I didn’t read The Shifting Fog feeling suspicious of a book that was over promoted. I did buy The Forgotten Garden (who could resist that title) but it languished on my bookshelf for some reason. Then The Distant Hours came along and the blurb was too irresistable.
Elderly sisters living in a castle, their reclusive father, Raymond Blythe, a famous author, a long lost letter that connects our heroine’s mother to the castle, a tragic romance causing insanity, mysterious deaths etc etc
At the time I bought it The Distant Hours was only for sale in hard copy in Austalia (huh? that usually happens only for a beautifully produced lit fiction title, or that last Harry Potter) so I bought it as an ebook. This worked out very well as I didn’t have to lug a 600 page book around on holidays.
On the whole I enjoyed the novel but found it very patchy as if a different author had written various parts, and the plot was very convoluted with turns upon turns upon turns. Add to this different time frames and numerous points of view and I found myself exasperated in parts and bored with the overly detailed narrative in others.

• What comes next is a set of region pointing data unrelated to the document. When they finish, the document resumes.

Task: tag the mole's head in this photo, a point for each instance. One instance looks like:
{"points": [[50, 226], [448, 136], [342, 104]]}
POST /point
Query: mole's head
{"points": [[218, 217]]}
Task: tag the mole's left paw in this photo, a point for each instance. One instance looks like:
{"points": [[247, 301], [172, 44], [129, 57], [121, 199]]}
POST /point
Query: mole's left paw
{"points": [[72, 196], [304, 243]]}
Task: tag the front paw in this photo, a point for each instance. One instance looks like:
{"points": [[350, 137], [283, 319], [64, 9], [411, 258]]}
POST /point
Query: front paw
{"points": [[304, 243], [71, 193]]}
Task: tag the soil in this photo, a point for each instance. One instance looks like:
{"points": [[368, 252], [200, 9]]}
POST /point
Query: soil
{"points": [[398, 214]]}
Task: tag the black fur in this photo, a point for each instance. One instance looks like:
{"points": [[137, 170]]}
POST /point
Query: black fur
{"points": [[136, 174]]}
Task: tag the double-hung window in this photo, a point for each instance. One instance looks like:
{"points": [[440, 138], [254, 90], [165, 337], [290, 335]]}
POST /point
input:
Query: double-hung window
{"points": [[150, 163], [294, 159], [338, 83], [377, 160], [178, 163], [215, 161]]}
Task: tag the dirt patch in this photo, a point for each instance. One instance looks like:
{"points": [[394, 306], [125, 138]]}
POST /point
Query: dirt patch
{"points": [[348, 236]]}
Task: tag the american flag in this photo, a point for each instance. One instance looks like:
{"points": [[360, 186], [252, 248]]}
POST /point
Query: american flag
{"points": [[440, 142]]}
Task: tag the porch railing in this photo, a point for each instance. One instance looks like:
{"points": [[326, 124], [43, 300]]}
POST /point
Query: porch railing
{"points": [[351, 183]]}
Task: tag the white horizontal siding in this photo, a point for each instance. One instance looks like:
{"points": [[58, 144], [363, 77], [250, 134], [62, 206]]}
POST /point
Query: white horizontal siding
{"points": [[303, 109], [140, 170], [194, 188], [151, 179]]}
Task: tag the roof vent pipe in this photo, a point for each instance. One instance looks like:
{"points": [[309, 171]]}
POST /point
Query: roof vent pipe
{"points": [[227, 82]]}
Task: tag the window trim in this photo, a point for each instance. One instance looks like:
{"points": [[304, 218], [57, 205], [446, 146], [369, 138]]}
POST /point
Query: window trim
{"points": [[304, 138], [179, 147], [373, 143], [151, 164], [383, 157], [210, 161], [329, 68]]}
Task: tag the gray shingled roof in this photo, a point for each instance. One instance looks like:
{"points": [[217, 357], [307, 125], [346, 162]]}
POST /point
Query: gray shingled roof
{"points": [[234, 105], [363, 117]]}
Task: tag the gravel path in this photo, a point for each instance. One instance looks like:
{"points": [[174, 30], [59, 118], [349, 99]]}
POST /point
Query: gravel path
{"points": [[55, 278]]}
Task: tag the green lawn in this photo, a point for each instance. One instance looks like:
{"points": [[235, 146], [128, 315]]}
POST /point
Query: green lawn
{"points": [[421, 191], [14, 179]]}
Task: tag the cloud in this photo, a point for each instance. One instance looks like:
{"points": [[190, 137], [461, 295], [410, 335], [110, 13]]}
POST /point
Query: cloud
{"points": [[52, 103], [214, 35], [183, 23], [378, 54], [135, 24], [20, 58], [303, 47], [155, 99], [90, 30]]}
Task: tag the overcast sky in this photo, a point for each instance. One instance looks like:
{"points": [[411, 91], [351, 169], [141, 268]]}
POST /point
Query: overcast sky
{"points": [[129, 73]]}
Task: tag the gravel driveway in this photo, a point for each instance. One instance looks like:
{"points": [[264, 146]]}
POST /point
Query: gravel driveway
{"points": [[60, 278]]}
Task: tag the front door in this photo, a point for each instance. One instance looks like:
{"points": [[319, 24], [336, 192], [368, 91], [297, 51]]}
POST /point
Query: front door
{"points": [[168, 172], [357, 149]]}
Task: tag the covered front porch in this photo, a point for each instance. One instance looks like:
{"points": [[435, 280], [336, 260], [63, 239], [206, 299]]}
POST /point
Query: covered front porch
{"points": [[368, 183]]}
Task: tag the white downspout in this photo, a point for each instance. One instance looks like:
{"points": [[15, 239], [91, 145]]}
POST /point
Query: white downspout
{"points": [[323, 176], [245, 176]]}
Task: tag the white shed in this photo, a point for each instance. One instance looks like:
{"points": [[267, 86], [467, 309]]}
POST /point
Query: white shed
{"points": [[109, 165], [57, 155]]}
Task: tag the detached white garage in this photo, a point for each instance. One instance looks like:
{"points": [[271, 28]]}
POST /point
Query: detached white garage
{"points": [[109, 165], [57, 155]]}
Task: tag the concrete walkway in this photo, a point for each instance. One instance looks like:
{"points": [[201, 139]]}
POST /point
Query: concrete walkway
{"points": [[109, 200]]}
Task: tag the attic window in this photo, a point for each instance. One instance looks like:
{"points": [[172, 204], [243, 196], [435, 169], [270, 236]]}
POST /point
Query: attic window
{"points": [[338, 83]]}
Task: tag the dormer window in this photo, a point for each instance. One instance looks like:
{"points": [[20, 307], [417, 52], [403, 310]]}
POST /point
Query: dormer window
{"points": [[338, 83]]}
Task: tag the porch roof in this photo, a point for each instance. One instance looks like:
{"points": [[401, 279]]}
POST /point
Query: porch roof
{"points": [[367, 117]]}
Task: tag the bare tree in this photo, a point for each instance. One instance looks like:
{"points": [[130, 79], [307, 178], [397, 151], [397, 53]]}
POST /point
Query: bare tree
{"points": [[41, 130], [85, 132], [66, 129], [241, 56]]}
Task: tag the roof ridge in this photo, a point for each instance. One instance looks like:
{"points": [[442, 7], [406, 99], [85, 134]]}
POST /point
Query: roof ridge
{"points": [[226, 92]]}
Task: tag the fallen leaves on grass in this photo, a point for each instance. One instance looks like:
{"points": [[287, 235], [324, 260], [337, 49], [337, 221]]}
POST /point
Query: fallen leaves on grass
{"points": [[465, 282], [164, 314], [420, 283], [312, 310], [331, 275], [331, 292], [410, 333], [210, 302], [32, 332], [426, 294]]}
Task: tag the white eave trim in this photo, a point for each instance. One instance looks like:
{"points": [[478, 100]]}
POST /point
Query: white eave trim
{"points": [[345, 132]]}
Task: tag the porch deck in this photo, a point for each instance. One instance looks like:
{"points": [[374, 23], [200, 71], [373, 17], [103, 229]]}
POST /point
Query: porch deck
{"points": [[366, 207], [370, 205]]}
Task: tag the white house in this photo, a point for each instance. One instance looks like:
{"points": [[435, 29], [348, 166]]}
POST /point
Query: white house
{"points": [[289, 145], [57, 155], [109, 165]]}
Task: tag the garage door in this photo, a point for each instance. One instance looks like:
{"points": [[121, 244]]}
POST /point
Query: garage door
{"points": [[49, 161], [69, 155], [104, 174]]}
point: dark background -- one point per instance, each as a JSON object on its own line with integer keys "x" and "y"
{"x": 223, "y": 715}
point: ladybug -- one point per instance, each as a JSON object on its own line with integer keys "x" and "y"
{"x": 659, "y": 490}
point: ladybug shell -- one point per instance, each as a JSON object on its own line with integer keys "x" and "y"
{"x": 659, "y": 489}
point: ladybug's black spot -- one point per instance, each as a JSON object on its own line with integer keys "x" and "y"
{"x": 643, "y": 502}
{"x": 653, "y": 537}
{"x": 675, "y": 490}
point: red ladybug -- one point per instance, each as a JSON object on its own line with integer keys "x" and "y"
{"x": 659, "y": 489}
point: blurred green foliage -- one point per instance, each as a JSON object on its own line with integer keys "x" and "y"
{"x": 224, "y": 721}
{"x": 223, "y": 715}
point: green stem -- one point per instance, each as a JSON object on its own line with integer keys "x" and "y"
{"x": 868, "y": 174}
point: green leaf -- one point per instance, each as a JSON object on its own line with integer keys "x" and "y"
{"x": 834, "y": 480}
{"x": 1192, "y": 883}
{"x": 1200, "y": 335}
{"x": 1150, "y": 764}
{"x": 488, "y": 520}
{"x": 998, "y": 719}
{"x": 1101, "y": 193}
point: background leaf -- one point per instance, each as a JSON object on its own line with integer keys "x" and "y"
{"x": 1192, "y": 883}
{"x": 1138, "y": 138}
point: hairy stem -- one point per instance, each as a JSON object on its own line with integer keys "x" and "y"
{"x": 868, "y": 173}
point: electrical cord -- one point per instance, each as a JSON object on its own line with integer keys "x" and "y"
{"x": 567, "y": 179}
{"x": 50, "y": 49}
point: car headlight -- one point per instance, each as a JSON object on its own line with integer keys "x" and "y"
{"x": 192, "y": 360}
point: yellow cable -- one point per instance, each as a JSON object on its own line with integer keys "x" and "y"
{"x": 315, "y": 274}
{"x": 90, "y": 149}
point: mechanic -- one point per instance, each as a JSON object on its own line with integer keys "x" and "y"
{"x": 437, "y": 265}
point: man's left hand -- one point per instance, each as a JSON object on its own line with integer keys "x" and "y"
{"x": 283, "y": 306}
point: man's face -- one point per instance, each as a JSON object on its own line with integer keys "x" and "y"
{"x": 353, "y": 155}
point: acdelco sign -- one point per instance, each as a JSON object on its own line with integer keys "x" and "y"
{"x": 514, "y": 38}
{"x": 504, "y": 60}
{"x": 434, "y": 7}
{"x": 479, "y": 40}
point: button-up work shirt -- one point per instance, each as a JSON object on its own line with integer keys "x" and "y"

This is a pity because Morton can write very effectively. Her portrayal of the dynamics of the relationship of the Blythe sisters is acute – the stiff, controlling but quite funny Percy, the seemingly soft and yielding but, in reality, tougher than she seems Saffy, and the fey and unwordly Juniper is wonderfully done especially in the long section near the beginning set in 1941 when they are waiting at the castle for Juniper to return from London with a ‘young man’.
The period (wartime) setting of the novel is effectively evoked as is the moody, crumbling castle but I found some of the ‘contemporary’ (though in reality this section is set in the early 1990s) narrative forced and annoying. Why on earth our heroine Edie’s father comes in to the story as he takes an interest from his sick bed in Raymond Blythe’s Gothic children’s book The True History of the Mud Man is beyond me.
And it is really Edie’s mother, Meredith, who has a direct link to the castle (and for whatever reason has kept this period of her life secret from her daughter and her husband). But Morton does not choose Meredith, although it is she who has something at stake, but Edie to follow the trail of clues and mystery back to the castle. Perhaps Morton wanted to show Meredith’s boring life as a consequence of decisions she made long ago and thus felt Meredith could not be a compelling enough character, so young, literary Edie is given the role.
There is a trend in genre publishing for these sort of novels that meld the present with the past. Like Edie we, the reader, want to unravel a mystery and Edie becomes our proxy as we follow clues and find out snippets of information. But Morton goes one step further and allows us into the heads of characters in the past so, for example, we see how Percy Blythe feels and acts in the present (through Edie’s eyes) and also how she thinks, feels and acts in the past (although the whole is referred through the modern protagonist of Edie).
I wonder about the extraordinary popularity of these books. Readers don’t merely want to read about a fiction occurring in the past, they want it resolved in the present ie they want total control and everything has to be meaningful to a character, today.
But who am I to quibble? Morton is hugely popular, and readers seem to like the plethora of twists and turns in her plots; and even, it appears, are prepared to overlook the dead ends and the boring, irrelevant bits.